Armed with somatic copy number data, shRNA, and gene expression data from thousands of cancer samples, the tool looks at all possible gene pairs and checks if each pair fulfills each one of its three statistical criteria. Gene pairs that fulfill all three in a statistically significant manner are predicted to be SL pairs, the paper states. Furthermore, DAISY includes statistical criteria for identifying dosage synthetic lethality pairs, a situation where a pair of overactive genes are detrimental to a cancer cell. "SDL-interactions can permit the eradication of cancer cells with over-active oncogenes that are difficult to target directly (such as KRAS), by targeting the SDL-partners of such oncogenes," they explained.
In the paper, the researchers reported the results of using DAISY to analyze information from nine different cancer datasets to identify both known and novel SL partners. In one test, they used it to predict the SL partners of the VHL gene, a tumor suppressor, focusing specifically on activity in renal carcinoma cells. They validated their findings using siRNA screens as well as by measuring their response to nine drugs approved to treat conditions such as hypertension and depression.
In another study described in the paper, the researchers used the pipeline to generate genome-wide networks of SL and SDL pairs from their cancer datasets and then tested the interactions DAISY identified in terms of "gene essentiality, clinical prognosis, and drug efficacy." Detailed descriptions of both analyses and associated findings are provided in the paper.

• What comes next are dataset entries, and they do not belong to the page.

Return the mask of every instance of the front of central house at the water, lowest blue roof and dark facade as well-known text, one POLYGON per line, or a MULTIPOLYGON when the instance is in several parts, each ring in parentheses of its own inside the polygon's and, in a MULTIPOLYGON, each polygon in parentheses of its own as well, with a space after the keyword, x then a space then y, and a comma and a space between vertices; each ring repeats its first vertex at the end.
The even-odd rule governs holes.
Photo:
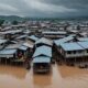
POLYGON ((51 58, 38 56, 33 59, 34 73, 48 73, 51 70, 51 58))

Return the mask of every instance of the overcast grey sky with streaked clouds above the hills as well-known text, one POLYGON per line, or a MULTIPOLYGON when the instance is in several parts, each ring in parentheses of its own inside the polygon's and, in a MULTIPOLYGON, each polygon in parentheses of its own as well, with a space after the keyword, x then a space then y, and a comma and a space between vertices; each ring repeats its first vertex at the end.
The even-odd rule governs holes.
POLYGON ((0 15, 88 15, 88 0, 0 0, 0 15))

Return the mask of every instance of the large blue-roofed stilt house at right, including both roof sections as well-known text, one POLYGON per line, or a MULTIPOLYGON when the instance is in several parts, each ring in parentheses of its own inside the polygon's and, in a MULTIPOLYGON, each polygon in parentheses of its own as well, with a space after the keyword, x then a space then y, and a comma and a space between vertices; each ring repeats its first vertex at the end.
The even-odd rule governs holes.
POLYGON ((88 42, 73 42, 61 45, 61 55, 66 64, 78 64, 88 62, 88 42))

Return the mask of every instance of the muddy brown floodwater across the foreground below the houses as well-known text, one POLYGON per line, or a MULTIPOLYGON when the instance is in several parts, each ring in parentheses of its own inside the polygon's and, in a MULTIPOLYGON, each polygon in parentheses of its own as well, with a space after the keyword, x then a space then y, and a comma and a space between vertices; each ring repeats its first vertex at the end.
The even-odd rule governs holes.
POLYGON ((88 88, 88 69, 53 65, 50 75, 34 75, 32 68, 0 65, 0 88, 88 88))

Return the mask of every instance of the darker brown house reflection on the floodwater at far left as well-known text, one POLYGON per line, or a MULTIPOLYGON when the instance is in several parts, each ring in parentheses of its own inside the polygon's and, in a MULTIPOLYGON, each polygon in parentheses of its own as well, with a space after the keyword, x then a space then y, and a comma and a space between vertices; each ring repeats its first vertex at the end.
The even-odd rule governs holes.
POLYGON ((0 75, 12 76, 18 79, 24 79, 26 77, 28 70, 22 67, 14 66, 3 66, 0 65, 0 75))

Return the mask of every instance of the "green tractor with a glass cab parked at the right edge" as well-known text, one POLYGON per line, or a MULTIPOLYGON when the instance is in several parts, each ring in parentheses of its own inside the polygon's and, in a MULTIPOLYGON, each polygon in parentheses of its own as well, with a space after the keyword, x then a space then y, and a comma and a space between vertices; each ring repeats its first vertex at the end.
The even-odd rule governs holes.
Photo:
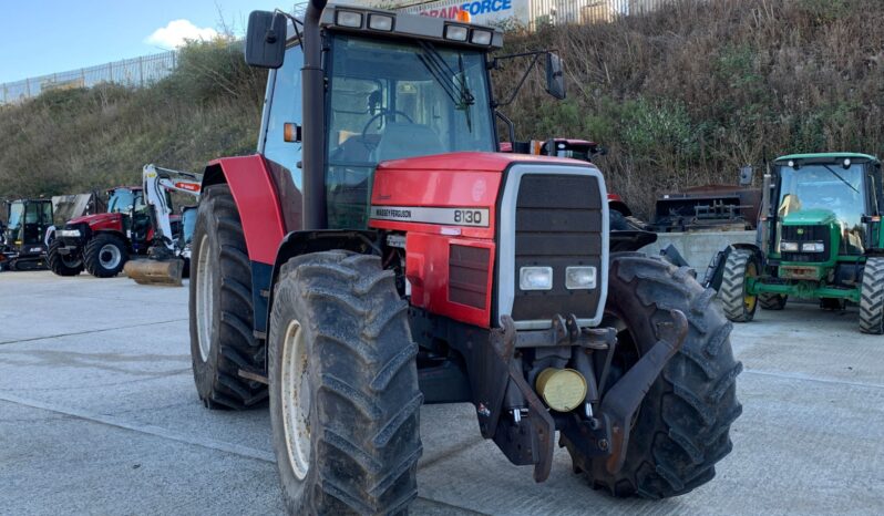
POLYGON ((755 246, 720 255, 719 298, 728 319, 757 306, 782 310, 789 297, 824 309, 860 307, 860 330, 884 332, 881 162, 867 154, 794 154, 764 176, 755 246))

Among their next steps, Ruppin and his colleagues are looking to expand the list of datasets DAISY uses to predict SL-pairs. Right now, it relies mainly on copy number, gene expression, somatic mutation, and shRNA data but there's also sequence, methylation, proteomics data, and more to consider, Ruppin said. "We believe that by data mining these additional kinds of data, we can significantly improve the accuracy of the networks," he told BioInform. "Then we can bring in more sophisticated and more advanced learning techniques and based on these data networks get better predictors of drug response, lethality, and prognosis."